The PCT is an international treaty of more than 150 countries, known as contracting states. PCT aids with the advantage of simultaneous protection of patent in all the contracting states by filing a single “international” patent application instead of filing several separate national or regional patent applications. In the entire process granting of patent remains under the control of national/regional office known as “National Phase”. It provides a strong basis for patenting decisions, as ISR will help in identifying the countries you can opt for successful grant of patent. In addition to that use of PCT saves effort, time and work of applicant seeking protection for an invention internationally.

PCT National Application

The national application follows the international phase. It is necessary for an applicant to file a national phase application in each designated country, where protection is sought for, within the time prescribed under PCT, i.e., within 30 months from the priority date. However, this time limit may be increased through National Laws by each member Country.

The applicant has to file the National Phase Application within 31 months from the priority date or International Application date, whichever is earlier.

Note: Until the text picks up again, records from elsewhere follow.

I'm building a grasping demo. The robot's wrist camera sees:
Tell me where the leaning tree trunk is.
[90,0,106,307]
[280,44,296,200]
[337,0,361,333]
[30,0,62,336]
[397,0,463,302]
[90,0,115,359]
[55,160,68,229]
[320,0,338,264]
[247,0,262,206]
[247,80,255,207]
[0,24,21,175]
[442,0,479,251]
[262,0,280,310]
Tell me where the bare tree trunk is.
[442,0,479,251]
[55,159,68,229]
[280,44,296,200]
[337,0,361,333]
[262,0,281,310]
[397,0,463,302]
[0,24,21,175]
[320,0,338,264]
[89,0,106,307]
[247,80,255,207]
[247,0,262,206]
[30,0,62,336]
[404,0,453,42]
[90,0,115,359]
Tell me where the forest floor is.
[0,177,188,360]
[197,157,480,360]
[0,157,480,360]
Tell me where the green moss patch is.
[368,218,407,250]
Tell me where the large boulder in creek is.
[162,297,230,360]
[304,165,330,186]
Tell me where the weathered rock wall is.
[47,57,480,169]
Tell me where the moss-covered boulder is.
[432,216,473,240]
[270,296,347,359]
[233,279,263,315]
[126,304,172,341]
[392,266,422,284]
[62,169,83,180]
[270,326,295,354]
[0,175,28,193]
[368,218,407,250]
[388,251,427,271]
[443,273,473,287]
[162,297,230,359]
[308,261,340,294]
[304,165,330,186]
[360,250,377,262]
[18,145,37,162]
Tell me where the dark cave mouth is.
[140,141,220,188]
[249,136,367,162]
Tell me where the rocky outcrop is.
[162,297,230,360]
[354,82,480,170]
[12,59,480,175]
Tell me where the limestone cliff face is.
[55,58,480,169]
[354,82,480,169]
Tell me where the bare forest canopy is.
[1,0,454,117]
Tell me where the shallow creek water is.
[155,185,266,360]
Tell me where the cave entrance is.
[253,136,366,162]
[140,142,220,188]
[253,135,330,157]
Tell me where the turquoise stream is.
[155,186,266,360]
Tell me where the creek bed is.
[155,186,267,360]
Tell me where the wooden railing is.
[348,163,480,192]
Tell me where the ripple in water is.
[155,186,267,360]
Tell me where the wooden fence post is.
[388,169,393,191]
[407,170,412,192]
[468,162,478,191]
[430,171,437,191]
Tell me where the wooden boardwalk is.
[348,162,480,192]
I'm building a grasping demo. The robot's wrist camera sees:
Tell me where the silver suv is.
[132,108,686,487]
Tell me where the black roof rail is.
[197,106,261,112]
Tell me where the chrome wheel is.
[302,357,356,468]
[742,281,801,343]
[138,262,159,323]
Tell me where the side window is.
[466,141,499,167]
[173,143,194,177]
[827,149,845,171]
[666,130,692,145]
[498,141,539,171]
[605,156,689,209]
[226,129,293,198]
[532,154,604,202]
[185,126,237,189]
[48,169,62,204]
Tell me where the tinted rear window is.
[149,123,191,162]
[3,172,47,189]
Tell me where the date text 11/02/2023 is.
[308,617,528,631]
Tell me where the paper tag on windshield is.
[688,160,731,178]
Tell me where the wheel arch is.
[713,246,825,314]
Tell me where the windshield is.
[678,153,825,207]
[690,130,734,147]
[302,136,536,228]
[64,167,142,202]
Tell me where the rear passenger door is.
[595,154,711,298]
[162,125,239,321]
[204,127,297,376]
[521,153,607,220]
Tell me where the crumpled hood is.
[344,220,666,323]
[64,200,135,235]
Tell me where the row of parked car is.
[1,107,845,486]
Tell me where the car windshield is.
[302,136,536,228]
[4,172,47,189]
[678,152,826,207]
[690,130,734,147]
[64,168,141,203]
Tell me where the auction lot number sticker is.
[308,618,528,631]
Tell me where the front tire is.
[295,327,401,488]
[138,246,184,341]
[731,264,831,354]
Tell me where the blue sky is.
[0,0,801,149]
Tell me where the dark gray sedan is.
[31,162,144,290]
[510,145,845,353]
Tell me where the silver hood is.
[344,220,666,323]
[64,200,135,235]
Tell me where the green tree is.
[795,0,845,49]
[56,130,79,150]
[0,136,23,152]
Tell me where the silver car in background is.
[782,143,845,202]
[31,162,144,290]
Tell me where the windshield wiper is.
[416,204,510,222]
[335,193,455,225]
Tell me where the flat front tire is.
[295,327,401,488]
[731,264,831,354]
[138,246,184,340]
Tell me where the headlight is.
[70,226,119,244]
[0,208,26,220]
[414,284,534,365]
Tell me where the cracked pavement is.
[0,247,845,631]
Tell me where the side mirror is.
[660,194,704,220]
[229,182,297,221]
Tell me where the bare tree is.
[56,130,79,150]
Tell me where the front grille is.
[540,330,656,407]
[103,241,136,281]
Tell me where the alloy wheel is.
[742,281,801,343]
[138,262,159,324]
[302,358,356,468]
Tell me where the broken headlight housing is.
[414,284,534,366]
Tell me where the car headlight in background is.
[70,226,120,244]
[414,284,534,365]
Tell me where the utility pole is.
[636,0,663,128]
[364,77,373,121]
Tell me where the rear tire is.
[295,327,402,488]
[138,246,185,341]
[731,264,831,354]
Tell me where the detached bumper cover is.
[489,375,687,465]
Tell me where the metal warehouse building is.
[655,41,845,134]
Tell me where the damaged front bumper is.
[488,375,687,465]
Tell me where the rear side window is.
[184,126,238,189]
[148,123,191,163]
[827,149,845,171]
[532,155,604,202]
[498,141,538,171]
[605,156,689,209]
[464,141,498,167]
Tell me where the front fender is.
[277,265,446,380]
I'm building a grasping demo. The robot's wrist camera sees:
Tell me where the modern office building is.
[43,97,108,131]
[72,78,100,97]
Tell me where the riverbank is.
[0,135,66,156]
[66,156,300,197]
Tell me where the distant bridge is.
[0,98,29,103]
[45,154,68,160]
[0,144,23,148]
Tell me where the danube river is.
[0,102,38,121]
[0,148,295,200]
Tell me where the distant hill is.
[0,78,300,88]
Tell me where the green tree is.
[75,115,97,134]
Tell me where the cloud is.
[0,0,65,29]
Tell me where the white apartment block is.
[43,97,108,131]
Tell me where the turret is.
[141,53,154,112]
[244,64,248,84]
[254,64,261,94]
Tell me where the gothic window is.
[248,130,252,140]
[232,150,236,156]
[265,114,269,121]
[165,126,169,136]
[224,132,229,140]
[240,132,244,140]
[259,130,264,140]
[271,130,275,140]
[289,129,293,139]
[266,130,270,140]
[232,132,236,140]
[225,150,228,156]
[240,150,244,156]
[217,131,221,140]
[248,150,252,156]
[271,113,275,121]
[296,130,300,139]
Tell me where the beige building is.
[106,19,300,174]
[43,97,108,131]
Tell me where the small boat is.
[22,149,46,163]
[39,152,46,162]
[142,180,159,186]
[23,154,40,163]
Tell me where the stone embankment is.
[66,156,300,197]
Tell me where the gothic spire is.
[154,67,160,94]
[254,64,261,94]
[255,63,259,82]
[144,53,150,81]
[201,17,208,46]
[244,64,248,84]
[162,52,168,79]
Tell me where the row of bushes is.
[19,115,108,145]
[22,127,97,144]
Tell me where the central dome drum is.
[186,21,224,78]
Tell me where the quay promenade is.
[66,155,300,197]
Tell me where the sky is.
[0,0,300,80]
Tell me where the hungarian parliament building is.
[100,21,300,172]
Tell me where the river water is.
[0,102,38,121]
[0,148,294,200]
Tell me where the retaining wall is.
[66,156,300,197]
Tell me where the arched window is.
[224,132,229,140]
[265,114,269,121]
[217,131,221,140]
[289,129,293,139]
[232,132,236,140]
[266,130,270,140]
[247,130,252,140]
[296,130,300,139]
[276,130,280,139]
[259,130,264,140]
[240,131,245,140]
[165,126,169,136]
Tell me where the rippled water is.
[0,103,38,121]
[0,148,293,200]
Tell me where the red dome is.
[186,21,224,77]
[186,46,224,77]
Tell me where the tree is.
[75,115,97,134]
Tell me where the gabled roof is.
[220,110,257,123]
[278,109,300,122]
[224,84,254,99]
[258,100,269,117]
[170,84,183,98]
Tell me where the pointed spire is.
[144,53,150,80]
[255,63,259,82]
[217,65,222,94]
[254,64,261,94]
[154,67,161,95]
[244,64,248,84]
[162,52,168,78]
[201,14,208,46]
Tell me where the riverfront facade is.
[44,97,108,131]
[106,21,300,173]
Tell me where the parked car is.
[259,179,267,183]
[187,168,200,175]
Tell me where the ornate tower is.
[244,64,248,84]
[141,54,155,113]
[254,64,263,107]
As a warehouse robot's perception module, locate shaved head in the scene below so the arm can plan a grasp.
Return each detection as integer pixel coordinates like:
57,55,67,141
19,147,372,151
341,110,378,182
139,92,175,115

For the National Phase Application, the title, description, drawings, abstract and claims as filed in the International Application under PCT shall be taken as the Complete Specification. All other formalities that are required for filing and processing an ordinary patent application shall apply to a National Phase Application.

Patent of Addition

A Patent of Addition enables the applicant to apply for an improvement or modifications made on the invention disclosed in the complete specification. The improvement must be something more than a mere workshop improvement. The term for a Patent of Addition shall not exceed the term of a regular patent and shall not be granted prior to the date of grant of a patent for the main invention. A Patent of Addition cannot be questioned on the ground that the invention ought to have been the subject of an independent patent.